Effects of Automated Transcripts on Non-Native Speakers' Listening Comprehension

Xun CAO  Naomi YAMASHITA  Toru ISHIDA  

Publication
IEICE TRANSACTIONS on Information and Systems   Vol.E101-D   No.3   pp.730-739
Publication Date: 2018/03/01
Online ISSN: 1745-1361
DOI: 10.1587/transinf.2017EDP7255
Type of Manuscript: PAPER
Category: Human-computer Interaction
Keyword: 
listening comprehension problems,  automatic speech recognition (ASR) transcripts,  non-native speakers (NNSs),  eye gaze,  

Full Text: PDF(2.2MB)
>>Buy this Article


Summary: 
Previous research has shown that transcripts generated by automatic speech recognition (ASR) technologies can improve the listening comprehension of non-native speakers (NNSs). However, we still lack a detailed understanding of how ASR transcripts affect listening comprehension of NNSs. To explore this issue, we conducted two studies. The first study examined how the current presentation of ASR transcripts impacted NNSs' listening comprehension. 20 NNSs engaged in two listening tasks, each in different conditions: C1) audio only and C2) audio+ASR transcripts. The participants pressed a button whenever they encountered a comprehension problem, and explained each problem in the subsequent interviews.

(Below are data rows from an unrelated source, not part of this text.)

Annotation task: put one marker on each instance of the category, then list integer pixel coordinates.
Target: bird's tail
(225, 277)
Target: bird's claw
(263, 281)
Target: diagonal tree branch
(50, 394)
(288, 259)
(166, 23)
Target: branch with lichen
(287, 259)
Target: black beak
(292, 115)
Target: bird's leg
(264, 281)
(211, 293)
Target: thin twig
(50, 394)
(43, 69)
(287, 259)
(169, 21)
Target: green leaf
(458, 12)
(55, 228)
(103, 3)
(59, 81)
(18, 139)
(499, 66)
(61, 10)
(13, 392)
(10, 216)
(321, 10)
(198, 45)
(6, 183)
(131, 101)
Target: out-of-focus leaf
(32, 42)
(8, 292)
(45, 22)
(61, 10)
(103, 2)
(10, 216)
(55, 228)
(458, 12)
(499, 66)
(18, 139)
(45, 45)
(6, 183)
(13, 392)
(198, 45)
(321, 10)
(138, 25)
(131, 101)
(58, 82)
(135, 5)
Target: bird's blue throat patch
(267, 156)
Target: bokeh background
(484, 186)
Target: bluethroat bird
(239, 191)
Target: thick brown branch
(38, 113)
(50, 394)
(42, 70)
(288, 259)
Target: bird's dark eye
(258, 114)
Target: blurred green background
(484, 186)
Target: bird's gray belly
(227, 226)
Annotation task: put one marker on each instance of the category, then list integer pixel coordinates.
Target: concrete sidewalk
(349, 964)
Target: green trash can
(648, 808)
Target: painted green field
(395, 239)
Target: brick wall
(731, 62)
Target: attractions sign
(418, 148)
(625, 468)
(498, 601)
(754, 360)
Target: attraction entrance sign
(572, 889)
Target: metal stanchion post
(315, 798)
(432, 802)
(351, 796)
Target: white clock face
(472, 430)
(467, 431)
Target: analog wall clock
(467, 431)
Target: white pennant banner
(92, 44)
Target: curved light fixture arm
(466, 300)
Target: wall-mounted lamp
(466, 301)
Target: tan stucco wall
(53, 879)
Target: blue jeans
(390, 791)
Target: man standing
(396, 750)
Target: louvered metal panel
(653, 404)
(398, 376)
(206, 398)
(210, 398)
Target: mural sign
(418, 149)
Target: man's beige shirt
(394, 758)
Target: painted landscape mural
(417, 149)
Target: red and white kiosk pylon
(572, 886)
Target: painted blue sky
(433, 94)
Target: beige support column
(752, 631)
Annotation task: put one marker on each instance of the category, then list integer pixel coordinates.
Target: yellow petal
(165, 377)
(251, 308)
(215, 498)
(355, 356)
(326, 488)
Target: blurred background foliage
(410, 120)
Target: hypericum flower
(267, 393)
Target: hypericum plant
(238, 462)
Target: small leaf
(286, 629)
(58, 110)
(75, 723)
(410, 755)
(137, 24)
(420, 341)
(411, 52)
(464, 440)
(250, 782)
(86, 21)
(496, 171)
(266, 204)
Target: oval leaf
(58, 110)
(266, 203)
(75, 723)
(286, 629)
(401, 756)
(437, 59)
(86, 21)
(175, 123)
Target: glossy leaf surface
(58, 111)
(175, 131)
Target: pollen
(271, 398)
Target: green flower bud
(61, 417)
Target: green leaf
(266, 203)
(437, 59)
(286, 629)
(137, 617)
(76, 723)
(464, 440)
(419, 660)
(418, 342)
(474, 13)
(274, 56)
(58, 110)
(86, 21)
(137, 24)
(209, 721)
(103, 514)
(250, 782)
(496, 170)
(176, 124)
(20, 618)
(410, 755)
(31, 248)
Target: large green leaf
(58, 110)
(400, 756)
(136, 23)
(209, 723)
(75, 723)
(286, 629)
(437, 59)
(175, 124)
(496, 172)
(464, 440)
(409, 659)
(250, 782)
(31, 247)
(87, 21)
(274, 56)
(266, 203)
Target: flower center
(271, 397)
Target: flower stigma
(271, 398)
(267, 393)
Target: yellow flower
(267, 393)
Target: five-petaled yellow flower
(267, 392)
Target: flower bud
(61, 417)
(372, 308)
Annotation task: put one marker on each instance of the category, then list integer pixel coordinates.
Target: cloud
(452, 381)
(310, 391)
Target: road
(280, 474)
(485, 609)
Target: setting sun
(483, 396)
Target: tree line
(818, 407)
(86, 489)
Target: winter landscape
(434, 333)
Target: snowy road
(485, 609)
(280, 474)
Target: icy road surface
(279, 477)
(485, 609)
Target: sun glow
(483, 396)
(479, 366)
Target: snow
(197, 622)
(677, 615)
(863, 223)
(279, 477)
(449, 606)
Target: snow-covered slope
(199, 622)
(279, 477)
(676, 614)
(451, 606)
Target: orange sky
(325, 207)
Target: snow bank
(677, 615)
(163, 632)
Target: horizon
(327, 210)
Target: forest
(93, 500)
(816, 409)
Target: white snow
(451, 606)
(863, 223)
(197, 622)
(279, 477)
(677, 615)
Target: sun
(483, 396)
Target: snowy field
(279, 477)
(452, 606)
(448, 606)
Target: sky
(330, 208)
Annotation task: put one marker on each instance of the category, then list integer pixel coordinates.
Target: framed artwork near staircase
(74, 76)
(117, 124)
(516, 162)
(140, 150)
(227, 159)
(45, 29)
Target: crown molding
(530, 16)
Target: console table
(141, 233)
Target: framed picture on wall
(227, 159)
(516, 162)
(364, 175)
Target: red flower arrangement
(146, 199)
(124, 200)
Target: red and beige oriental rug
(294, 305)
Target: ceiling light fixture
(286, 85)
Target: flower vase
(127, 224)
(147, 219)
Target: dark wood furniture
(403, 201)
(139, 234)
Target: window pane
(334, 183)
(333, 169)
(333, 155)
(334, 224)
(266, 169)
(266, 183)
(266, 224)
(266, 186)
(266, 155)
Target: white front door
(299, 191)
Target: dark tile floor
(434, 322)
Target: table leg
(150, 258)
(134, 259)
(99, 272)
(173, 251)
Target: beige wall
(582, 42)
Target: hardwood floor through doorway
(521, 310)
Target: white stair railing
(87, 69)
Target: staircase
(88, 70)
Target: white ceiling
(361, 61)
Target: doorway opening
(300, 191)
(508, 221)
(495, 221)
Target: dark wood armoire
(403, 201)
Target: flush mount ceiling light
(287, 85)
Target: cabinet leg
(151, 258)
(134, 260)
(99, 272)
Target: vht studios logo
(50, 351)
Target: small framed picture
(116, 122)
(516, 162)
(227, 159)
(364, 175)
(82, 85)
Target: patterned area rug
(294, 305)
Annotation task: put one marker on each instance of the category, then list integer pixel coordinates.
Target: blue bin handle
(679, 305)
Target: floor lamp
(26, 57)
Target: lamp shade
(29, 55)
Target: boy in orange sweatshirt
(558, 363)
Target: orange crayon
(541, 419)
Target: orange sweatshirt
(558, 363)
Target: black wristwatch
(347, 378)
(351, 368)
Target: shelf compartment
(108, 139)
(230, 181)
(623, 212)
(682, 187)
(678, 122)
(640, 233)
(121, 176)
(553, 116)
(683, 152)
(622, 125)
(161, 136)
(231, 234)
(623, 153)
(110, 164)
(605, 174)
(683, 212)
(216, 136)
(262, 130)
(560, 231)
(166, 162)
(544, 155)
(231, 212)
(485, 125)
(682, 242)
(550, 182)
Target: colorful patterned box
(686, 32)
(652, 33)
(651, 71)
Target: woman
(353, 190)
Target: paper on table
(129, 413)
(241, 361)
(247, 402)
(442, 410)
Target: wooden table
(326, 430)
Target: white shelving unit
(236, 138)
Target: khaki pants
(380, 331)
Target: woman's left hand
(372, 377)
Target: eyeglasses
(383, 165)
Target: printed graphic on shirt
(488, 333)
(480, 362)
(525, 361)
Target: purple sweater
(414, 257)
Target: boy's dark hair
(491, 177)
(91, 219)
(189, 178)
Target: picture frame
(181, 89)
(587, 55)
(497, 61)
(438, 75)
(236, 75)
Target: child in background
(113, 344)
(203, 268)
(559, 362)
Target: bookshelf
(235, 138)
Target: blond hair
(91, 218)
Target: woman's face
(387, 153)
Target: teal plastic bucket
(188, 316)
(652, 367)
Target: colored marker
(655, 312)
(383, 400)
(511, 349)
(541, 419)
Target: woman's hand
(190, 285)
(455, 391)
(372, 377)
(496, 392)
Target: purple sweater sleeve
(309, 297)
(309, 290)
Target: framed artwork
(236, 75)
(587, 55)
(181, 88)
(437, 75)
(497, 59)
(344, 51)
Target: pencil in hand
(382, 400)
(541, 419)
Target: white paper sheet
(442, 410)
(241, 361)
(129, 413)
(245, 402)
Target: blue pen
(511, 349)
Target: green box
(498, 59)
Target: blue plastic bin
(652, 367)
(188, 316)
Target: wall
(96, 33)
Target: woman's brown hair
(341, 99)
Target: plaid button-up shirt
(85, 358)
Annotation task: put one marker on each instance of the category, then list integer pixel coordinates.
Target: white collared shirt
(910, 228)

From our data analysis, we found that NNSs adopted different strategies when using the ASR transcripts; some followed the transcripts throughout the listening; some only checked them when necessary. NNSs also appeared to face difficulties following imperfect and slightly delayed transcripts while listening to speech - many reported difficulties concentrating on listening/reading or shifting between the two. The second study explored how different display methods of ASR transcripts affected NNSs' listening experiences. We focused on two display methods: 1) accuracy-oriented display which shows transcripts only after the completion of speech input analysis, and 2) speed-oriented display which shows the interim analysis results of speech input. We conducted a laboratory experiment with 22 NNSs who engaged in two listening tasks with ASR transcripts presented via the two display methods. We found that the more the NNSs paid attention to listening to the audio, the more they tended to prefer the speed-oriented transcripts, and vice versa. Mismatched transcripts were found to have negative effects on NNSs' listening comprehension. Our findings have implications for improving the presentation methods of ASR transcripts to more effectively support NNSs.